L’église d’Avrillé était dédiée à Saint Pierre, j’aimais ce lieu et je vénérais la statue de notre mère avec son enfant à l’intérieur. Le vieux clocher s’était écroulé il y a bien longtemps, sous Napoléon le premier, croyait se souvenir le père.

Pour ne pas arriver en retard, il nous fallut presque courir, Stanislas faillit perdre un sabot et gueula comme un charretier tout du long du parcours.

J’aimais les messes, le cérémonial, les chants, pour moi c’était une fête, une distraction , un décorum. Lorsque le curé ouvrait son grand vespéral de cuir et qu’il entonnait les chants toute mon âme vibrait. Je me sentais en communion avec le seigneur, rien ne pouvait m’arriver.

Je me hâtais bien vite de rentrer à la Gaborinière, Stanislas avait rejoint mon père à l’auberge puis tous deux avaient fait une virée dans les caves environnantes.

Ce jour là des coups à l’amitié, ils en burent quelques uns. De nombreux paysans avaient quelques ceps et nous même nous en avions aussi. Alors les hommes qui se réunissaient pour les gros travaux se retrouvaient aussi dans leur chai, pour comparer, pour discuter. Cela commençait par le temps et les conséquences sur les travaux agricoles, puis après plusieurs verres immanquablement venaient les propos égrillards puis paillards.

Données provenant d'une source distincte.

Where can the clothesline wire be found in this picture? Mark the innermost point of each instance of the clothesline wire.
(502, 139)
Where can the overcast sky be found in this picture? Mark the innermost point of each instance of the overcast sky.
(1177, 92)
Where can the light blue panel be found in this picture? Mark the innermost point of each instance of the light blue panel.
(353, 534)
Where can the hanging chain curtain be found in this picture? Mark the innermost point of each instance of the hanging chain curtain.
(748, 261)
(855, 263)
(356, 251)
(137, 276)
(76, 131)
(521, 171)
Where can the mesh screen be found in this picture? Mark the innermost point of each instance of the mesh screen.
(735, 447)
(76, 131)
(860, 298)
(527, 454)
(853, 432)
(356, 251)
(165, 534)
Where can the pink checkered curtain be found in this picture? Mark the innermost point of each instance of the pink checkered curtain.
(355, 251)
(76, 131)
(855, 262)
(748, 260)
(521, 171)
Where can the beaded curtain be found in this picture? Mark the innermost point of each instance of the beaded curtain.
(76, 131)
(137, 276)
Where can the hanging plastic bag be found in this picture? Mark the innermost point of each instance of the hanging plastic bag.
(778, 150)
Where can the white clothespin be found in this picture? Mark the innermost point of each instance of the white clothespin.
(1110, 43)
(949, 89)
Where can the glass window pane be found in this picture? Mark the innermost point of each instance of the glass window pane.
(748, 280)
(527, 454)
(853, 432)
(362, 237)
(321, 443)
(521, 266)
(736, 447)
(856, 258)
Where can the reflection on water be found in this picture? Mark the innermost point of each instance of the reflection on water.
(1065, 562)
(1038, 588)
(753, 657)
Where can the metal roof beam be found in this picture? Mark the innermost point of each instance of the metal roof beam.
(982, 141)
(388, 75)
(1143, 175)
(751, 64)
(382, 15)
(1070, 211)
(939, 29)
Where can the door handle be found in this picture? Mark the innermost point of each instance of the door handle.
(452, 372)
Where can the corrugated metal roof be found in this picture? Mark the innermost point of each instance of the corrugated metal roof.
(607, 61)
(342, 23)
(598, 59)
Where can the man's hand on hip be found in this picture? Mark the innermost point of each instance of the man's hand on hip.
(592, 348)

Le soir, le père et Stanislas revinrent dans un état lamentable. Papa qui ne tenait plus debout s’était étalé de tout son long dans une ornière. Il était trempé, gueulait à tue-tête des chansons cochonnes. Il fut incapable de se déshabiller et de toutes façons Marguerite n’en voulait pas dans sa couche.

Après une lutte mémorable mes frères l’allongèrent dans la grange où il cuva jusqu’au lendemain.

Mon mari avait mieux tenu la barrique, mais d’amoureux il se fit entreprenant. La nuit tombait vite en cette saison et l’on se couchait de bonne heure. Mon ivrogne s’était couché et roucoulait des bêtises. J’entendais ma petite sœur qui pouffait de rire. Moi autant vous dire que j’ai traîné me trouvant toujours quelques choses à terminer. Il était hors de question que ce triste poivrot mette ses sales pattes sur moi.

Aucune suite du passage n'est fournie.